A Case Study In Type Extension: From all_equal to all_equal_value

8 min

Welcome back to the Rust Review series, where we continue our exploration of Rust programming with insights from some of the brightest minds in the community. In this seventh instalment, we’re pleased to welcome back Dr. Ittay Weiss, a seasoned Rust developer who previously captivated our audience with his deep understanding of Rust's intricacies.

Currently shaping the future of code at Stockly in Paris, France, Dr. Weiss brings a wealth of expertise and a passion for pushing Rust to its limits. In this latest blog, he delves into the nuances of extending types from bool to Result<_,_> in the context of success versus failure checks, offering a thought-provoking analysis that underscores the complexity and elegance of Rust programming.



A while ago I was coding at work and I needed some helper function. I suspected I would find it in the itertools crate, and I was right. However, later a colleague pointed out to me that we had a helper function in our own code base, with the exact same name, and so I could have used that one. I was surprised to find the duplication, so I looked at the code. The return type of the two functions did not agree. Something was afoot.

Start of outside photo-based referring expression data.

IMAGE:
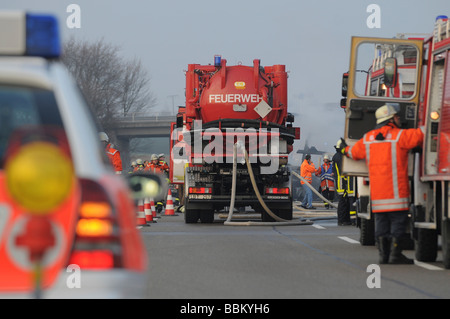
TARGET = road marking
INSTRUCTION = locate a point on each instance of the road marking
(427, 266)
(349, 240)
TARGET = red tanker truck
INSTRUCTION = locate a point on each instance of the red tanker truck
(228, 105)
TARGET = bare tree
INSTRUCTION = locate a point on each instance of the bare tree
(113, 85)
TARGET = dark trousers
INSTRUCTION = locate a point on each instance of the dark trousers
(343, 211)
(391, 224)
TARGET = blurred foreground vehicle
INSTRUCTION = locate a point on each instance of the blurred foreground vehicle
(67, 222)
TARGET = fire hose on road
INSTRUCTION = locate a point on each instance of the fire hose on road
(279, 221)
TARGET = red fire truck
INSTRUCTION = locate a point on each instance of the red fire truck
(224, 105)
(432, 169)
(415, 73)
(381, 71)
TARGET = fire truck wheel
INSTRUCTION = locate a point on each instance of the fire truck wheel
(367, 232)
(426, 245)
(206, 216)
(446, 243)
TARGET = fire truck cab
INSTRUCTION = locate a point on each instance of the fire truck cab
(381, 71)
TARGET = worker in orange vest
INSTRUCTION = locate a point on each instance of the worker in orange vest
(386, 152)
(154, 166)
(325, 171)
(112, 153)
(306, 170)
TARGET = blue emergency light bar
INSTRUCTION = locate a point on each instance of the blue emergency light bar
(23, 34)
(42, 36)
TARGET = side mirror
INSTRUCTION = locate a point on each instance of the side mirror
(344, 84)
(149, 185)
(390, 72)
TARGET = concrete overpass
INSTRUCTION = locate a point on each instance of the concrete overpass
(138, 126)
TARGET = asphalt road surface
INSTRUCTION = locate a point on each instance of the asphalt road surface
(323, 260)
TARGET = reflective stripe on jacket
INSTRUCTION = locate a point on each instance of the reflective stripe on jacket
(114, 157)
(326, 176)
(306, 171)
(386, 152)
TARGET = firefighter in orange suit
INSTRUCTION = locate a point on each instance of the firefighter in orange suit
(386, 152)
(154, 166)
(113, 154)
(306, 170)
(325, 171)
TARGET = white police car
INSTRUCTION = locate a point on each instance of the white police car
(90, 248)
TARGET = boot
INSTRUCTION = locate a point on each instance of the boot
(396, 256)
(384, 248)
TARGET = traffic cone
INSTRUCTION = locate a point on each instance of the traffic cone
(140, 220)
(148, 211)
(152, 207)
(169, 205)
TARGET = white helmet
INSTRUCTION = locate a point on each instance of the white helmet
(385, 112)
(103, 137)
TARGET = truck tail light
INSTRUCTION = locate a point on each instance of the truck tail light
(97, 242)
(200, 190)
(278, 191)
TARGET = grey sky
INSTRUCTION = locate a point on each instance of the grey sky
(312, 38)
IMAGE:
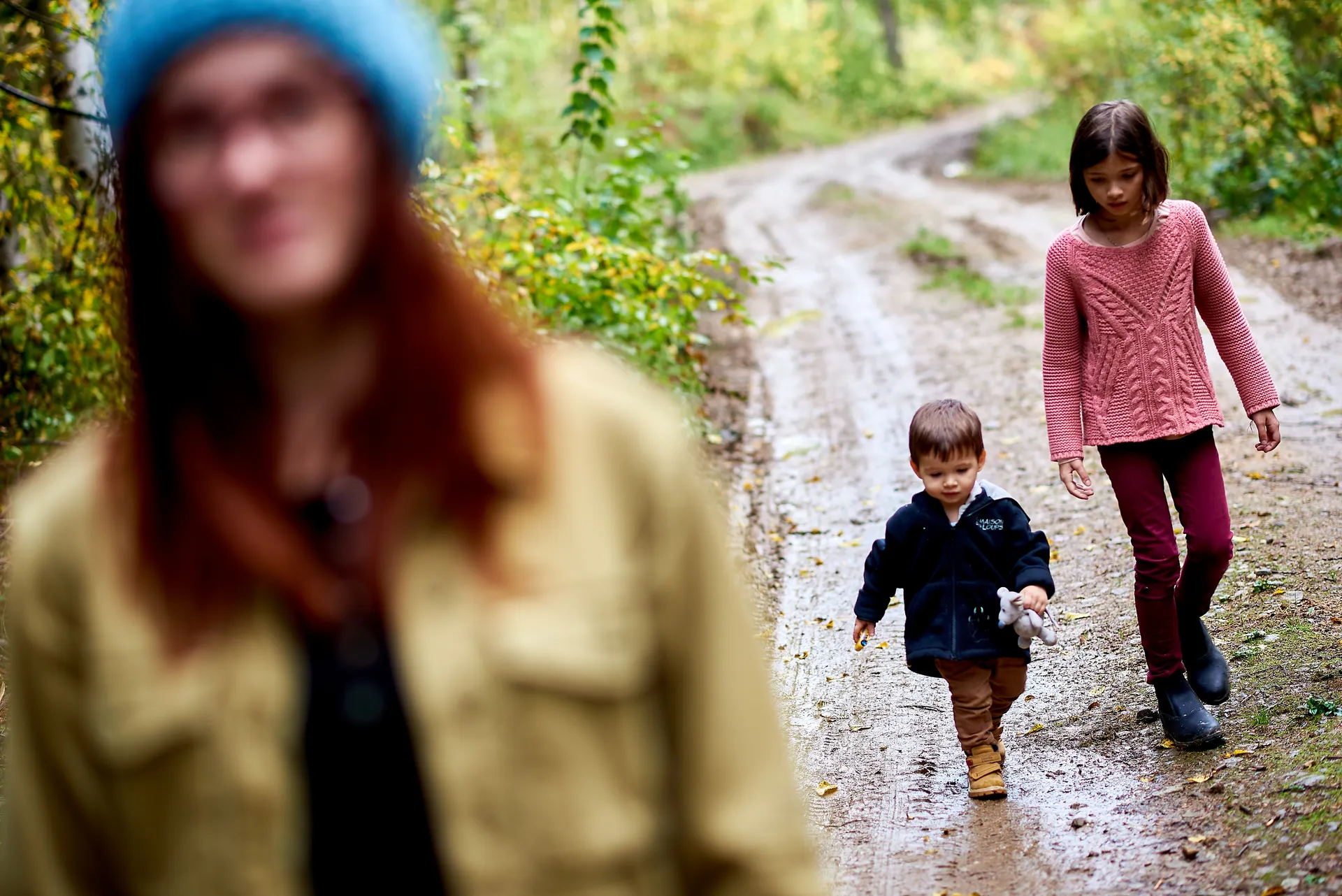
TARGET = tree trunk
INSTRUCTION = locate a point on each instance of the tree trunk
(85, 145)
(890, 22)
(465, 19)
(10, 258)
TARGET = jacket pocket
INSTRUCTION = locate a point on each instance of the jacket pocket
(584, 726)
(583, 642)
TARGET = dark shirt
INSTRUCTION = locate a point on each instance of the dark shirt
(369, 825)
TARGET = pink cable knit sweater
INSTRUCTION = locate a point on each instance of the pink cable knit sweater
(1123, 353)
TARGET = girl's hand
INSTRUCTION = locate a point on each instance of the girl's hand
(1073, 470)
(1270, 432)
(1032, 597)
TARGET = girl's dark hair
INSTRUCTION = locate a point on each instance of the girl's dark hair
(1118, 127)
(199, 446)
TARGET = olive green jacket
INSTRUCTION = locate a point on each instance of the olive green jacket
(600, 726)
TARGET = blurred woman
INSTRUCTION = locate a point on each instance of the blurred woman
(366, 593)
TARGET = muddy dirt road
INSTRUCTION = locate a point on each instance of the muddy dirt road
(849, 347)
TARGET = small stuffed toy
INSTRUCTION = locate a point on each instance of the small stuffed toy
(1025, 623)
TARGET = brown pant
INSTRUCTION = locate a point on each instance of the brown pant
(981, 691)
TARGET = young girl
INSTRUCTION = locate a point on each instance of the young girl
(1124, 369)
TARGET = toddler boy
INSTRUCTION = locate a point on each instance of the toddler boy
(951, 549)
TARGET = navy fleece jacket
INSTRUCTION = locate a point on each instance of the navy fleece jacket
(951, 576)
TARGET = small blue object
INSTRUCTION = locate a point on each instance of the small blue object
(387, 46)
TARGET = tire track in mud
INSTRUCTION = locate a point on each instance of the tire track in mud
(849, 348)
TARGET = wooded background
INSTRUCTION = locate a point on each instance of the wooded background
(568, 125)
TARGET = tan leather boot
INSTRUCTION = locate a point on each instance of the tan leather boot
(986, 773)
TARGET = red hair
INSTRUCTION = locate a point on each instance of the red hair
(201, 446)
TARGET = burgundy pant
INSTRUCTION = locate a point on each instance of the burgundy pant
(1139, 471)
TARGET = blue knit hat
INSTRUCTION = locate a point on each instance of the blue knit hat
(386, 45)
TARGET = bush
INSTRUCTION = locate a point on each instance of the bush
(1247, 94)
(616, 263)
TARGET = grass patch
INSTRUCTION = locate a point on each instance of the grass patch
(1034, 148)
(835, 196)
(951, 270)
(1279, 227)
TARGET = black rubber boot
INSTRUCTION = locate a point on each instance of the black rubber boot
(1184, 718)
(1207, 668)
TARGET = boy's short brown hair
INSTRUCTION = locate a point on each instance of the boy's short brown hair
(945, 430)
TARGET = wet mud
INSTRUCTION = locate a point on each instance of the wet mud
(849, 345)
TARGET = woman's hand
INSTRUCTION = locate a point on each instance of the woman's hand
(1270, 432)
(1032, 597)
(1073, 470)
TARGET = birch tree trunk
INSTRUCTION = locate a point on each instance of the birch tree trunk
(465, 19)
(890, 22)
(85, 145)
(10, 258)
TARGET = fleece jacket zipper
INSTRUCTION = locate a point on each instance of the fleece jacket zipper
(955, 579)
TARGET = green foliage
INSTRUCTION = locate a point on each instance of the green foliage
(591, 106)
(952, 271)
(616, 266)
(1247, 94)
(58, 357)
(1034, 148)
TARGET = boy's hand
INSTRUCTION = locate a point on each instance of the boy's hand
(1034, 598)
(1073, 470)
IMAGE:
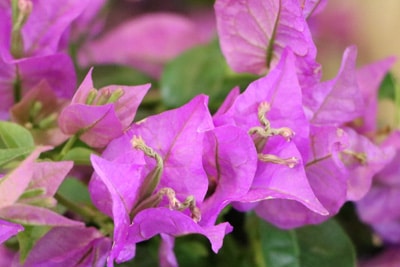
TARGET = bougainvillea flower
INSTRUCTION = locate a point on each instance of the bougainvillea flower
(101, 115)
(389, 257)
(253, 35)
(136, 43)
(45, 23)
(68, 246)
(170, 204)
(275, 103)
(8, 229)
(339, 100)
(6, 256)
(363, 160)
(311, 7)
(379, 208)
(230, 161)
(369, 78)
(38, 111)
(20, 76)
(327, 178)
(16, 185)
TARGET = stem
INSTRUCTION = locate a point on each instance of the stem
(93, 217)
(67, 147)
(87, 215)
(252, 229)
(17, 86)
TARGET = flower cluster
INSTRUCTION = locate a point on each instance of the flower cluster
(289, 147)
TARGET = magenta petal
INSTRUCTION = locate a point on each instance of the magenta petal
(50, 175)
(379, 207)
(166, 253)
(177, 135)
(281, 89)
(369, 79)
(32, 215)
(253, 34)
(14, 184)
(153, 221)
(230, 160)
(218, 117)
(101, 123)
(137, 42)
(125, 107)
(339, 100)
(311, 7)
(70, 246)
(57, 69)
(8, 229)
(281, 181)
(360, 175)
(123, 194)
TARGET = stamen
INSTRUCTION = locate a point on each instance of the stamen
(103, 97)
(263, 108)
(153, 178)
(20, 13)
(48, 121)
(286, 132)
(115, 96)
(173, 203)
(360, 157)
(91, 96)
(290, 162)
(267, 131)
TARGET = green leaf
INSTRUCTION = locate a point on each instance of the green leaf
(104, 75)
(73, 189)
(80, 155)
(198, 70)
(387, 88)
(10, 154)
(28, 238)
(317, 245)
(325, 245)
(13, 135)
(15, 142)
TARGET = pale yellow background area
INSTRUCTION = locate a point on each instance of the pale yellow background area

In this case study I present this situation, engulfed in a discussion about extending types from bool to Result<_,_> in the context of success vs. failure checks. The situation presents two competing ways to extend the method all_equal, that checks if all items in an iterator are equal, to the method all_equal_value, that also returns the common value. We shall see that pushing type principles to the limit serves as a tie-breaker and announces a winner.



All items are equal

The type bool, in the context where it is used to indicate success or failure, can be seen as a Result<(), ()>, that is as a Result type where both the expected success type and the error type are the unit type (). For instance, suppose you have an iterator and you would like to check if all the items it iterates over are equal. This is a success or failure situation: success is "all items are equal (but we do not care what the common value is)" and failure is "not all items are equal (and we do not care what exactly went wrong)". The itertools crate provides you with the all_equal method that does just that:


fn all_equal(&mut self) -> bool

    where

        Self: Sized,

        Self::Item: PartialEq,

    {

        match self.next() {

            None => true,

            Some(a) => self.all(|x| a == x),

        }

    }

which simply attempts to get the first item. If there is no such item, then the iterator is empty, and so, vacuously, all its items are equal -- returning true. Otherwise, it checks that all remaining items are equal to the first one.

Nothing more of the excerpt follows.